Now to Governor Perry. If I had to guess, Governor, I'd say you've dressed as a cowboy."

"On the money, Wolf. I've got a six-shooter right here. No, excuse me, I've got six one-shooters with two round magazines. Hold it, wait, I've got Newsweek magazine with a very sharp staple coming out of the middle."

"I notice that you've got something that looks like a paintbrush sticking out of your chaps, Governor."

"That is, indeed, a paintbrush, Wolf. I call him Ol' Paint, and he just may be the best pal I have in the world right now."

"How's that?"

"Well, when we finish up here tonight, Ol' Paint and I are gonna fly back to my hometown in Texas, hop over to the family hunting lodge, and take care of some business."

"What business is that?"

"I'll put it this way: my buddy here is really into rock and knows whitewash inside and out. You get my drift?"

"I believe I do, Governor. Mr. Cain, I think what Governor Perry may be alluding to is the disclosure that for many years a racial epithet appeared on a rock outside his family's property. Initially you said that offended you, then you backed off. Why was that?"

"Well, Wolf, I thought about it and realized this could have happened to anyone. Heck, 18 years ago I discovered the word "Cracker" was painted on the jockey statue on my front lawn, and it took me until May of this year, when I announced I was running for President, to find someone who wouldn't charge me an arm and a leg to come out and sandblast the damn thing off."

"Let's move on to your costume, sir. Whom or what do you represent?"

"For obvious reasons I'm dressed as Barack Obama."

"Would I be correct in inferring from that answer that you've dressed like the president because you're both African-Americans?"

"Absolutely not. I chose to dress as Obama because we both rose to the top on the basis of change. In my case, it was 99-cent toppings and 9-cent Coke refills. And I believe that the change on which my success is based, 9-9-9, is much more powerful than Mr. Obama's kind of change, the squandering of nickels, dimes, quarters, 50-cent pieces and Susan B. Anthony dollars in multiples that are often not 9."

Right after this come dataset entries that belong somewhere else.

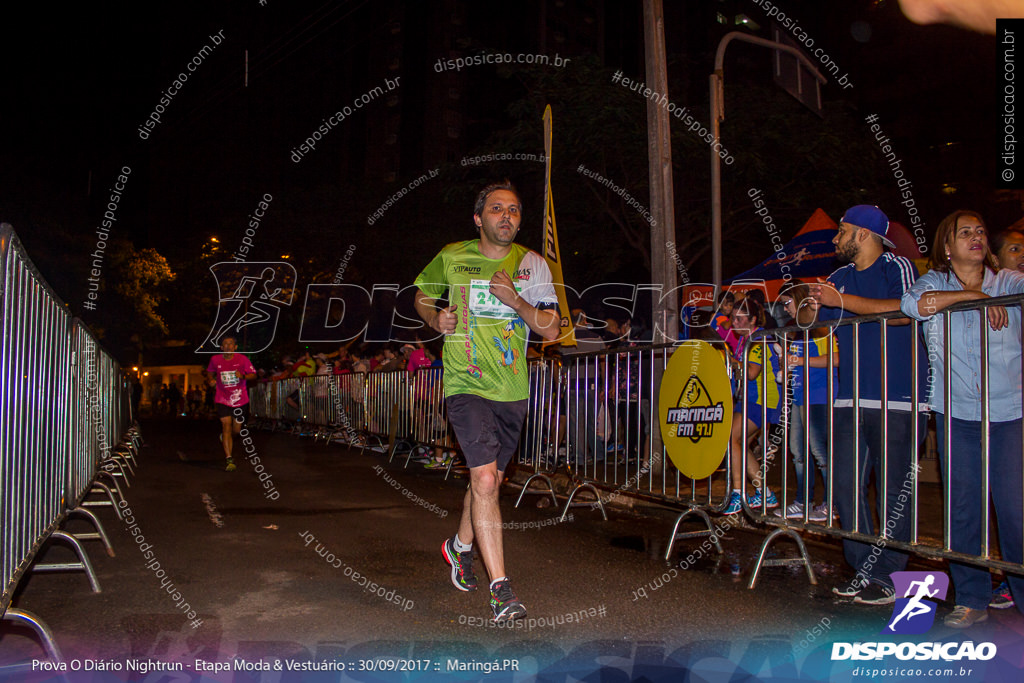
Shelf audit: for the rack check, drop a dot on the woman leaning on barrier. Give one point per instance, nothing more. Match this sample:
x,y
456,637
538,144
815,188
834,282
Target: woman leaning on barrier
x,y
761,394
964,268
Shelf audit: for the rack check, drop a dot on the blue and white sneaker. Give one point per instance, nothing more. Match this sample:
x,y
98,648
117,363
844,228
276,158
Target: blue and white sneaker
x,y
735,504
755,500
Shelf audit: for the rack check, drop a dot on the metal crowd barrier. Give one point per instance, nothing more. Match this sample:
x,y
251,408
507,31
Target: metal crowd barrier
x,y
48,456
928,537
597,413
383,408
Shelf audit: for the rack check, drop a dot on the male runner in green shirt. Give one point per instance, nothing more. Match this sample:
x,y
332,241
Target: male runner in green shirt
x,y
495,290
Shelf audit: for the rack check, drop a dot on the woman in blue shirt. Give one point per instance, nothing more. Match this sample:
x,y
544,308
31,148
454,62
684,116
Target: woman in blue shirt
x,y
964,268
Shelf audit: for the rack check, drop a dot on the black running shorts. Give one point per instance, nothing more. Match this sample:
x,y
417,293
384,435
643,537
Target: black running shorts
x,y
225,411
487,430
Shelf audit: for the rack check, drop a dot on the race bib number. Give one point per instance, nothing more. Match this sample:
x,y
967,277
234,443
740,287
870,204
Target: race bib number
x,y
485,304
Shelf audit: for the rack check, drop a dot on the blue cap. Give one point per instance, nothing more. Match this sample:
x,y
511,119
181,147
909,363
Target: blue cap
x,y
869,217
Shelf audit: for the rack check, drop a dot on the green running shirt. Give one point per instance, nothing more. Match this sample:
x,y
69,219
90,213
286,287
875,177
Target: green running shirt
x,y
486,355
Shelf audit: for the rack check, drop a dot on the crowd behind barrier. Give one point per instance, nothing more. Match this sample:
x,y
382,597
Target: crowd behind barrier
x,y
900,525
66,430
597,414
376,410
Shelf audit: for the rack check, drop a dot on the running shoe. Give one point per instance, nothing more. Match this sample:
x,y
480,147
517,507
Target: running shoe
x,y
735,504
876,594
1001,598
851,589
504,603
462,565
755,500
819,513
793,511
964,617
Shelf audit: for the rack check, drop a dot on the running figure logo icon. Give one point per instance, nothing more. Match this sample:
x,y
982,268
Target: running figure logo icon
x,y
250,297
912,612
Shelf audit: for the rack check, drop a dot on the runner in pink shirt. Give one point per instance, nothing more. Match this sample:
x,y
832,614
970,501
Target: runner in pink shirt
x,y
228,372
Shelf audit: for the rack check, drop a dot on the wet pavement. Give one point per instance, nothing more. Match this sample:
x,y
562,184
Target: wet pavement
x,y
331,558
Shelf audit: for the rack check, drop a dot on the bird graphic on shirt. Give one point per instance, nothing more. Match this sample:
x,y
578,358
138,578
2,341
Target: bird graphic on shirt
x,y
504,343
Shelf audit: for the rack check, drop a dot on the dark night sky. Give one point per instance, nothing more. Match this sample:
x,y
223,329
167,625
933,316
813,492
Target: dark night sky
x,y
79,80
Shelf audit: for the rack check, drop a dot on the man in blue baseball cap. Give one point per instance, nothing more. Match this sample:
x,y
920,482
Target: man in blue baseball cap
x,y
872,282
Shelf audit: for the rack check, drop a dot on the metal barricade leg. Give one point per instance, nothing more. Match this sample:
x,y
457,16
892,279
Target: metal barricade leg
x,y
542,477
692,535
98,486
783,560
83,563
98,535
31,621
596,503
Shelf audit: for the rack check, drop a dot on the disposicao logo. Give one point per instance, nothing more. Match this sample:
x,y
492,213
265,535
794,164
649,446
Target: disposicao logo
x,y
913,613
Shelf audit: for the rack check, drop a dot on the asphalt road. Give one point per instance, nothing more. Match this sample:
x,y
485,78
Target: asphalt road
x,y
343,564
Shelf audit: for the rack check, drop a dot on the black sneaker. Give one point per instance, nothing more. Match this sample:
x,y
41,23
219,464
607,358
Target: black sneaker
x,y
876,594
1001,598
462,566
851,589
504,603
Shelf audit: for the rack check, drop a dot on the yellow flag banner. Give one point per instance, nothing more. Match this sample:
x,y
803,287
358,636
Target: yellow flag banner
x,y
551,253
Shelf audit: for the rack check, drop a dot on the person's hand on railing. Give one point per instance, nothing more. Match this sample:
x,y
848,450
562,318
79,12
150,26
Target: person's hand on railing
x,y
997,317
445,319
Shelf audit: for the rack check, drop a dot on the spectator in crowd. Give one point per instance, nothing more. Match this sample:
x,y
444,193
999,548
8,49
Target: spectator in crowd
x,y
761,395
581,391
173,399
758,295
808,426
136,397
1009,248
964,268
872,282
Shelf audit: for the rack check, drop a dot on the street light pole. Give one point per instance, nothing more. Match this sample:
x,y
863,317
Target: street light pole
x,y
665,306
717,116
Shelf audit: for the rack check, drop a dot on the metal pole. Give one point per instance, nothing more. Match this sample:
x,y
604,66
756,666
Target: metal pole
x,y
717,116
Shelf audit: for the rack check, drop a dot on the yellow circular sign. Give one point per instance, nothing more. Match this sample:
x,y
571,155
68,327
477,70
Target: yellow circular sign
x,y
695,409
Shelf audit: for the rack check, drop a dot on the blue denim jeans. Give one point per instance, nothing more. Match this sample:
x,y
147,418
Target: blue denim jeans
x,y
873,561
819,445
973,584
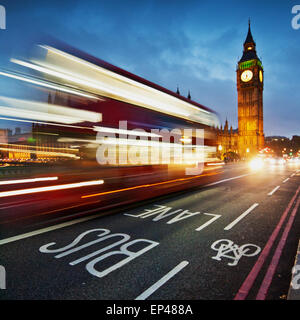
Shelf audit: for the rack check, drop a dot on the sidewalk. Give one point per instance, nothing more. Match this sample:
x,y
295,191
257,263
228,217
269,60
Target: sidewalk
x,y
294,291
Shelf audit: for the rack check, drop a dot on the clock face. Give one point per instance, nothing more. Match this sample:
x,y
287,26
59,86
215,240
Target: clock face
x,y
260,76
247,75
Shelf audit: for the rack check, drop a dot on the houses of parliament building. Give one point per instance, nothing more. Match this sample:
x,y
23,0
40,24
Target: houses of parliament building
x,y
248,139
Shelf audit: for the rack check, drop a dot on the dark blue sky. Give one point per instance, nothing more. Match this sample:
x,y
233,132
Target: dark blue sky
x,y
193,44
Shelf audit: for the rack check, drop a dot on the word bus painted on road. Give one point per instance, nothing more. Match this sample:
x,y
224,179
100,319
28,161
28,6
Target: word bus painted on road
x,y
101,235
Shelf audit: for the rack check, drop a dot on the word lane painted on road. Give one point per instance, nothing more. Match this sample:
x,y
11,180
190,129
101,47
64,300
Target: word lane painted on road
x,y
163,212
102,253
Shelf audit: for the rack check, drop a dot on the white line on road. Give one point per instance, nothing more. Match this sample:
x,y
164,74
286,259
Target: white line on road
x,y
44,230
237,177
273,191
162,281
243,215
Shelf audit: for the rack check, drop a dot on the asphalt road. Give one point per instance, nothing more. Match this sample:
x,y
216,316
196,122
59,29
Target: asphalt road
x,y
233,237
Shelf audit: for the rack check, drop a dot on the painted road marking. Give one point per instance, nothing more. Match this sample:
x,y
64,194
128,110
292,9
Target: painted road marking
x,y
273,191
248,283
162,281
215,217
52,228
162,212
262,293
227,249
233,178
243,215
102,235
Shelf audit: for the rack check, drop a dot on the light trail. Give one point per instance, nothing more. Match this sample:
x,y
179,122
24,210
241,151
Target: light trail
x,y
50,188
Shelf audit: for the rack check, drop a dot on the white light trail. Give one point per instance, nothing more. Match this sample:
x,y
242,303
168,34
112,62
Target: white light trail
x,y
50,188
27,180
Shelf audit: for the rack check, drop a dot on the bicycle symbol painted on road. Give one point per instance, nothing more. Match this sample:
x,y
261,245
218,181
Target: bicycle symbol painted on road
x,y
227,249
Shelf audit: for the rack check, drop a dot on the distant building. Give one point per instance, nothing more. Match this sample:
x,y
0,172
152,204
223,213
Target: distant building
x,y
248,139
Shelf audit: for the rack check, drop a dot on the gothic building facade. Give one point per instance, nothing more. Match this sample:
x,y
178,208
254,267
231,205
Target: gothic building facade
x,y
248,139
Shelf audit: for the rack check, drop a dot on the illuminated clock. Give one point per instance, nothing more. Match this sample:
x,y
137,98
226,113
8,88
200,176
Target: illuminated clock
x,y
260,76
247,75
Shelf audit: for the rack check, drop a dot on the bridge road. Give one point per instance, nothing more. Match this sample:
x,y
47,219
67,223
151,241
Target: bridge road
x,y
233,238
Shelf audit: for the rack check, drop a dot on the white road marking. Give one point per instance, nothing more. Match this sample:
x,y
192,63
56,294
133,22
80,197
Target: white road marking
x,y
243,215
273,191
162,281
215,217
44,230
233,178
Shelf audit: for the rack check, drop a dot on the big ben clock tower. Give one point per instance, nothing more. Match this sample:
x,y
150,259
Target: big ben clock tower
x,y
250,84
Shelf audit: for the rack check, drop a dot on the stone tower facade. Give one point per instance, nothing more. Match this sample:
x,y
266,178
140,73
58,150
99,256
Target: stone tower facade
x,y
248,139
250,85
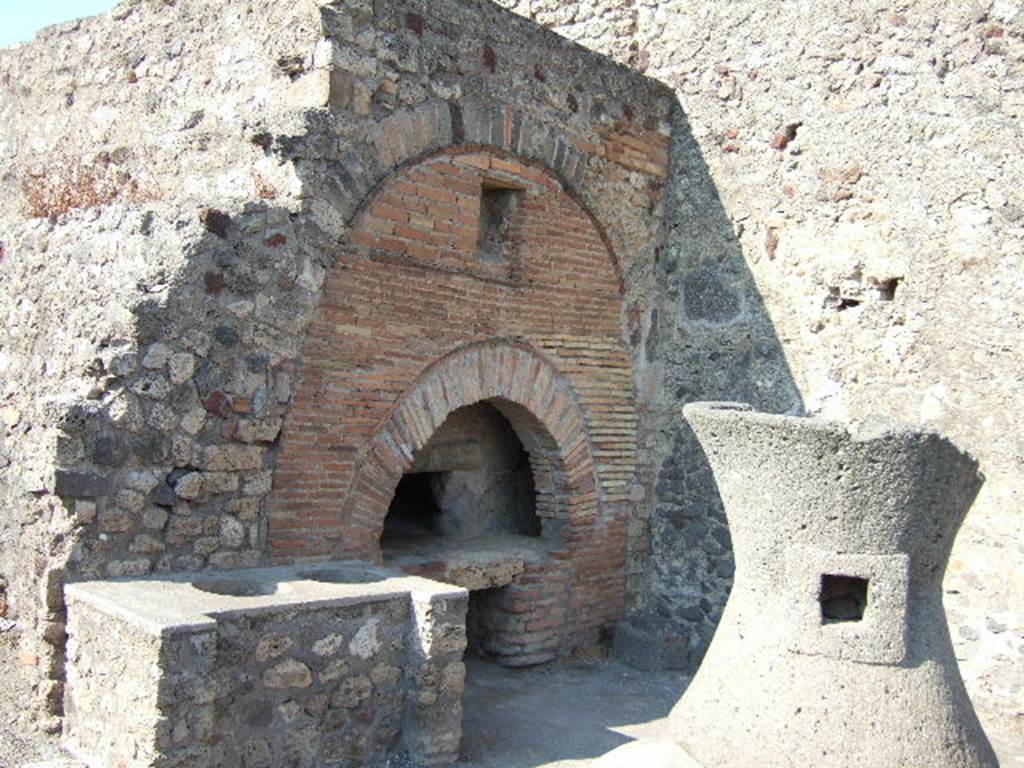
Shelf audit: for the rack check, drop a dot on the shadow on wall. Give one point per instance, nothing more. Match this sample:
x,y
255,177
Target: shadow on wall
x,y
716,342
516,718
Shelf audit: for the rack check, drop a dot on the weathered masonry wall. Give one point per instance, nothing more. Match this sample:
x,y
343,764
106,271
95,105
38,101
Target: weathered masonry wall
x,y
866,159
154,334
335,664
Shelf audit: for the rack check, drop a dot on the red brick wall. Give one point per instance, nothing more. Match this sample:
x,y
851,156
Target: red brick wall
x,y
408,290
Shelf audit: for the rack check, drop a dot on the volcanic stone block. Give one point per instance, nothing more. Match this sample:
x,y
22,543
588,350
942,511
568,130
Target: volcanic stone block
x,y
834,647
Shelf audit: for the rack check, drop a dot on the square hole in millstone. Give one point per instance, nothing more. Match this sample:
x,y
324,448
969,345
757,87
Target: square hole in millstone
x,y
498,207
843,598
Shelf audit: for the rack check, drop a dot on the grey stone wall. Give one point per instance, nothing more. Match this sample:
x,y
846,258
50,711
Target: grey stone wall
x,y
180,177
864,161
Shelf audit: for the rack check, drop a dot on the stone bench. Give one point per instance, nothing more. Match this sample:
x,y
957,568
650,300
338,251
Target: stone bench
x,y
325,664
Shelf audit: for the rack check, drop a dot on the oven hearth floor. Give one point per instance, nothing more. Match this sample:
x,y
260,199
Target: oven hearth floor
x,y
481,562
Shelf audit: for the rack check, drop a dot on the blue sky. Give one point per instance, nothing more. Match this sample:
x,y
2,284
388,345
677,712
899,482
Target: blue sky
x,y
20,19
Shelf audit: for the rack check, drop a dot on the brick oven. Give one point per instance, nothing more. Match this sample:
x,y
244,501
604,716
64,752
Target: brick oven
x,y
349,281
467,408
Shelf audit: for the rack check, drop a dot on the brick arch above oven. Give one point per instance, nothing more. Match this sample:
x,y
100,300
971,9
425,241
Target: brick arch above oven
x,y
526,388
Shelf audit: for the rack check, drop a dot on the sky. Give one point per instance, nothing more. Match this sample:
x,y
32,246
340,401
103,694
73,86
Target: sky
x,y
20,19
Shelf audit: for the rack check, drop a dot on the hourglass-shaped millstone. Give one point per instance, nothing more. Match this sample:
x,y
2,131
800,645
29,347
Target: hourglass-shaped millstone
x,y
834,649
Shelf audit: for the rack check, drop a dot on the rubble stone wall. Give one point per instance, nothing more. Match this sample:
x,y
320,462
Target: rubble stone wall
x,y
866,159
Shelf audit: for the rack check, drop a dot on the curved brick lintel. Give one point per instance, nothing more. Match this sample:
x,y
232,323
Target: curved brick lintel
x,y
524,386
410,136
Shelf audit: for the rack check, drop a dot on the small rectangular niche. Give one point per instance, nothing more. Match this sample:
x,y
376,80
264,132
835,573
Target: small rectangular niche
x,y
499,203
843,598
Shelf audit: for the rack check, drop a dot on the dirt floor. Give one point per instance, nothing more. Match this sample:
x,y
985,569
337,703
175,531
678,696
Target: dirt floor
x,y
560,715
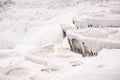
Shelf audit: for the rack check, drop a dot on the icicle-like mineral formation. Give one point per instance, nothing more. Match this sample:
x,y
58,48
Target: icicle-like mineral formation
x,y
91,41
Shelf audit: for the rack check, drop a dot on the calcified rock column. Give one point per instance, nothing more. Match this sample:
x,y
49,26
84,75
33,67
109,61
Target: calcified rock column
x,y
91,41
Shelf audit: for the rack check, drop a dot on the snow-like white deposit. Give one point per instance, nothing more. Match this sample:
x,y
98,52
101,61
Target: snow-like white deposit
x,y
33,47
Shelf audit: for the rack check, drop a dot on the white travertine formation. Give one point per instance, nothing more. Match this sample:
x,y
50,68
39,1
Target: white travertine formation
x,y
91,41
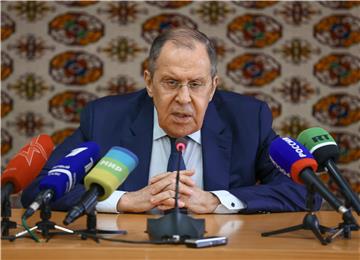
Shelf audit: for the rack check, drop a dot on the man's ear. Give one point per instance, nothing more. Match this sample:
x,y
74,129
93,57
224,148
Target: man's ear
x,y
215,82
148,83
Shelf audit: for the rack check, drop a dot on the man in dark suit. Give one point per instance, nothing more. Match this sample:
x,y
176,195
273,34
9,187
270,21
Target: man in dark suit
x,y
227,162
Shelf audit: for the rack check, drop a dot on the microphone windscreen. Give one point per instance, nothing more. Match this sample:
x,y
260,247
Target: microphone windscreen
x,y
180,144
320,143
290,157
71,169
112,170
28,162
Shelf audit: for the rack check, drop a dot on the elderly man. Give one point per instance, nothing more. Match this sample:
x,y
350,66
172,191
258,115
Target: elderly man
x,y
226,163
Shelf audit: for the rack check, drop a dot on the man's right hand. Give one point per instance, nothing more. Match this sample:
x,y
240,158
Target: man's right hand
x,y
156,193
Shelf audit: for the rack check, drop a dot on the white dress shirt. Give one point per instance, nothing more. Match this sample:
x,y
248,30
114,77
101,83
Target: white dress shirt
x,y
193,160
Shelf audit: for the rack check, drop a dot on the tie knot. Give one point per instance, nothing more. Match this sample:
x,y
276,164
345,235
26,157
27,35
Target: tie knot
x,y
172,144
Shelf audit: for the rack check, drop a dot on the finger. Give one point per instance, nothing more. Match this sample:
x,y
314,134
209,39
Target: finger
x,y
187,180
167,174
181,204
183,189
160,185
165,197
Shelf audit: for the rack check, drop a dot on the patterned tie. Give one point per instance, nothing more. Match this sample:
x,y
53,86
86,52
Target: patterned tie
x,y
172,166
174,157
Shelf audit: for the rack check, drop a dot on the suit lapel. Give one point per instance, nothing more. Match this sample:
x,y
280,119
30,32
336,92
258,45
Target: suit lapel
x,y
216,147
139,140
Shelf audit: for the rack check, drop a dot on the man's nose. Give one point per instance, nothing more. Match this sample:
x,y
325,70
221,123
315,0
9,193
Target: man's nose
x,y
183,95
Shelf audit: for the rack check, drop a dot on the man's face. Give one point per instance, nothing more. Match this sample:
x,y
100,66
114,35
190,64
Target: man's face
x,y
181,109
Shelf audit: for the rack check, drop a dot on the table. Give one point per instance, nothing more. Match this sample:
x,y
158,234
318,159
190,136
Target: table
x,y
243,231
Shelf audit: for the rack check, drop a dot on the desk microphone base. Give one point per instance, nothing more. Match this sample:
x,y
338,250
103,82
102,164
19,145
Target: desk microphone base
x,y
175,227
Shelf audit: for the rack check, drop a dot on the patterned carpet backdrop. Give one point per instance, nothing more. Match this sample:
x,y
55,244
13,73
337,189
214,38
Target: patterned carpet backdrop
x,y
302,58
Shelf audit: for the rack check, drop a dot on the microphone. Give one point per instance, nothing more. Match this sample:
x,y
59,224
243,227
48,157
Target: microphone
x,y
107,175
296,162
69,171
25,165
176,226
180,145
325,150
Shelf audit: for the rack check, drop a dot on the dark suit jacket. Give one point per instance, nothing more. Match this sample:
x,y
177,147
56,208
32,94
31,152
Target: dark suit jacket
x,y
235,136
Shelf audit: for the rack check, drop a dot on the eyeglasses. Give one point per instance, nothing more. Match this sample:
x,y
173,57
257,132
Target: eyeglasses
x,y
172,85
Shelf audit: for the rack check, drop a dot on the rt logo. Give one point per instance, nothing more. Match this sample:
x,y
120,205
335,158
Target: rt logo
x,y
320,138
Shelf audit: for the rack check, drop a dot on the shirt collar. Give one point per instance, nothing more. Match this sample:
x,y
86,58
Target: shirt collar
x,y
159,132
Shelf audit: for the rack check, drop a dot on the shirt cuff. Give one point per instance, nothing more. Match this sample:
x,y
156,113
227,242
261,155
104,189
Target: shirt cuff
x,y
229,203
110,204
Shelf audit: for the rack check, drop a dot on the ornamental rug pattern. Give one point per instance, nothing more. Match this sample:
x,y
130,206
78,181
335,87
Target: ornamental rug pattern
x,y
302,58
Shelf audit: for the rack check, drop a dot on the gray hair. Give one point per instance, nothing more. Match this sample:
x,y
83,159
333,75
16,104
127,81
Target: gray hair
x,y
182,37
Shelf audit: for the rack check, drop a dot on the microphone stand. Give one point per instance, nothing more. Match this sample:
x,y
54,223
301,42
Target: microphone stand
x,y
91,230
45,225
310,221
345,227
6,224
175,226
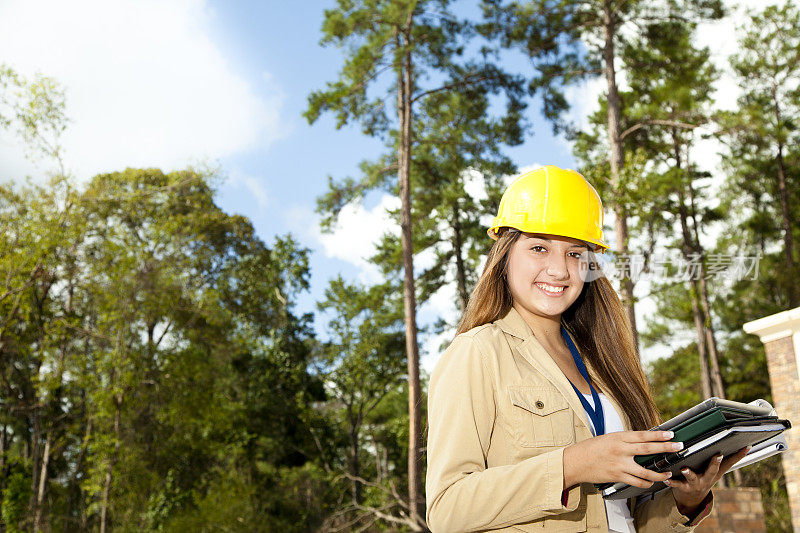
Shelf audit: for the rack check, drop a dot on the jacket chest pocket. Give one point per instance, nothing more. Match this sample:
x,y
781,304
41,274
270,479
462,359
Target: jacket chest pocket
x,y
541,417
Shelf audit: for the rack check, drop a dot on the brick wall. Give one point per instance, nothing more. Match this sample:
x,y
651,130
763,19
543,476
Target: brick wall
x,y
736,510
785,382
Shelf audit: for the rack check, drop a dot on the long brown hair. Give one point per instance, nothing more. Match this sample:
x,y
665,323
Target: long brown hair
x,y
597,321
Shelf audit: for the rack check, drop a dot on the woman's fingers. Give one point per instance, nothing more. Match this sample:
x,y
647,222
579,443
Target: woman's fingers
x,y
647,436
646,448
636,481
649,475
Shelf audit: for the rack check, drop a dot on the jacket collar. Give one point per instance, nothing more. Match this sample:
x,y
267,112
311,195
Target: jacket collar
x,y
513,324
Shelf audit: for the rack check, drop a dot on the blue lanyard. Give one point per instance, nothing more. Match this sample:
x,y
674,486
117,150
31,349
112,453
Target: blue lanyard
x,y
595,414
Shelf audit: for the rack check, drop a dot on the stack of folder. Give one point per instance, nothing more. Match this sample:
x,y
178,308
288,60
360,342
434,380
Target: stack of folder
x,y
711,427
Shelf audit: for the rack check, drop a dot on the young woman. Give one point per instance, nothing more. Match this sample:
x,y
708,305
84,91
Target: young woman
x,y
541,393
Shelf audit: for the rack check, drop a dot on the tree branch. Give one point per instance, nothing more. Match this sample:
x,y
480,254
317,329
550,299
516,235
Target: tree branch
x,y
657,122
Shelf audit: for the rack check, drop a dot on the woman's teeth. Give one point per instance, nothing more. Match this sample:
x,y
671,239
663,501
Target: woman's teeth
x,y
551,289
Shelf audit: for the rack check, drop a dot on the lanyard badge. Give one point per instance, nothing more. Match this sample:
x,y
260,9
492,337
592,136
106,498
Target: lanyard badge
x,y
596,413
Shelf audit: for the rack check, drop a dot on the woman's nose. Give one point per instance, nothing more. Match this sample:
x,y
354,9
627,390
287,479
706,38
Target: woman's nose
x,y
557,267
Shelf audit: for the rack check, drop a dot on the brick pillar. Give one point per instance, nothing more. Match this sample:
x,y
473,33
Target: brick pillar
x,y
780,334
737,510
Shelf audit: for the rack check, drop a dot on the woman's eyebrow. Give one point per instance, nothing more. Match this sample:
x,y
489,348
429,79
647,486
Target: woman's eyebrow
x,y
548,240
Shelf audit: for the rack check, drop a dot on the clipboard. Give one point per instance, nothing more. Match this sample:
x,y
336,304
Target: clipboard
x,y
725,439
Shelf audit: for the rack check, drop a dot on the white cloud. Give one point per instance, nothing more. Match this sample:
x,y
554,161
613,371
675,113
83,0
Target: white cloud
x,y
145,84
255,186
357,233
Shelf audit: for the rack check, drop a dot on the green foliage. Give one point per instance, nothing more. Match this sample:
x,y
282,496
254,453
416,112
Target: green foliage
x,y
16,495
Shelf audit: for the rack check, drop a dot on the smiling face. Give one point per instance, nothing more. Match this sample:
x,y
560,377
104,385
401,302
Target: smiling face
x,y
543,274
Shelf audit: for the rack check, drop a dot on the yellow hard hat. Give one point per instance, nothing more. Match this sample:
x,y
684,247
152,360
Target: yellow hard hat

"Congresswoman Bachmann, what about your costume?"

"Wolf, I'm dressed in a costume that displays my reverence for the history of this great nation. My blouse, with the phrase "U of M Duluth" embroidered on the front, was worn by my grandmother during her terrifying crossing from Waterloo, Iowa to Anoka, Minnesota. The ornamental comb I'm wearing was given to my husband Marcus by a close friend whose great uncle opened the first steam bath in Boston. And my head is supported by the neck brace Abraham Lincoln wore during his long recovery from the incident at Ford's theater."

"Thank you, Congresswoman.

Finally, we come to Congressman Ron Paul. Congressman, who or what are you?"

"I'm a mixed nut."

"Congressman, how can you be a mixed nut if there are no other nuts around you?"

"You want to look over this group and try that one again, Wolf?"